Mindestens 40.000 Todesurteile

In der historischen Forschung war die Wehrmachtsjustiz lange ein wenig aufgeklärter Abschnitt der Zeitgeschichte. Ändern sollte sich das erst im Lauf der 1980er-Jahre. Bis dahin galt das Buch des Marburger Juraprofessors Erich Schwinge "Die deutsche Militärjustiz in der Zeit des Nationalsozialismus" als brauchbares Werk. Die offizielle, lückenhafte Kriminalstatistik der Wehrmacht kannte 10.000 bis 12.000 Todesurteile.

Das Bild änderte sich, wofür zwei Männer verantwortlich sind. Im Urteil des Bundessozialgerichts (BSG) vom 11. September 1991 sollten sie ausführlich zitiert werden: Fritz Wüllner, ein Manager aus dem Münsterland, begann in den militärhistorischen Archiven zu forschen, weil er wissen wollte, wie sein Bruder Heinrich 1941 zu Tode gebracht worden war. Professor Schwinge sollte ihn später in der "Neuen Juristischen Wochenschrift" (NJW) als "Hobby-Historiker" abkanzeln. Die wissenschaftliche Aufbereitung des Materials besorgte schließlich auch Manfred Messerschmidt, seinerzeit Direktor des Militärhistorischen Forschungsamts, das zugleich eine militärische Dienststelle der Bundeswehr und das größte geschichtswissenschaftliche Institut in Deutschland ist.

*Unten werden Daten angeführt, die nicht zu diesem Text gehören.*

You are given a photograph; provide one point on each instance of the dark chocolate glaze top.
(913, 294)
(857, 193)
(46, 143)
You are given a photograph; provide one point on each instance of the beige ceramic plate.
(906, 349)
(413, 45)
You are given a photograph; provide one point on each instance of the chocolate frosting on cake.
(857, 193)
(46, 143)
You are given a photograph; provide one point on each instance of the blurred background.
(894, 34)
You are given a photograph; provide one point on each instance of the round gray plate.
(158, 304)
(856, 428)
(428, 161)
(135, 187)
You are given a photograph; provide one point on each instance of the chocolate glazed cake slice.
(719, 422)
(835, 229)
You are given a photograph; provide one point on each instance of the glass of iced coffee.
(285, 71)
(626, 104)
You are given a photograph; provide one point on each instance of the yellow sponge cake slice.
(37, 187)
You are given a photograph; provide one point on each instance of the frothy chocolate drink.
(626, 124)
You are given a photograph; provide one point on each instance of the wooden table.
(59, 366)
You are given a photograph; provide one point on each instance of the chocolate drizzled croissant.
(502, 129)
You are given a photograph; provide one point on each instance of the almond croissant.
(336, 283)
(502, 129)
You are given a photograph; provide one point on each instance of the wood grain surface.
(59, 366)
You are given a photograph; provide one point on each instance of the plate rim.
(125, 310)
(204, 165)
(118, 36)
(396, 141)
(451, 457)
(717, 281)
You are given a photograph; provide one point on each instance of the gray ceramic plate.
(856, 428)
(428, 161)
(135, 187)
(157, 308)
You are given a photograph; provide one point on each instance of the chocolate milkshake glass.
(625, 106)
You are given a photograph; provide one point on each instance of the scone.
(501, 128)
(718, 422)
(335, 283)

Ihre Zahlen gaben ein bisher kaum gesehenes Bild ab: Vor den deutschen Kriegsgerichten liefen zwischen 1939 und 1945 rund drei Millionen Verfahren. Wegen der Kriegsschäden in den Archiven war die Zahl der Todesurteile nur zu schätzen: Die Richter der Wehrmacht verurteilten demzufolge mindestens 40.000, wahrscheinlich sogar rund 50.000 Menschen zum Tode – wegen Fahnenflucht, regimekritischer Äußerungen, kleiner Diebstähle. Vollstreckt wurden nach dem Erkenntnisstand von Wüllner und Messerschmidt gegen Kriegsbeginn rund 90 Prozent, später rund 70 Prozent der Urteile.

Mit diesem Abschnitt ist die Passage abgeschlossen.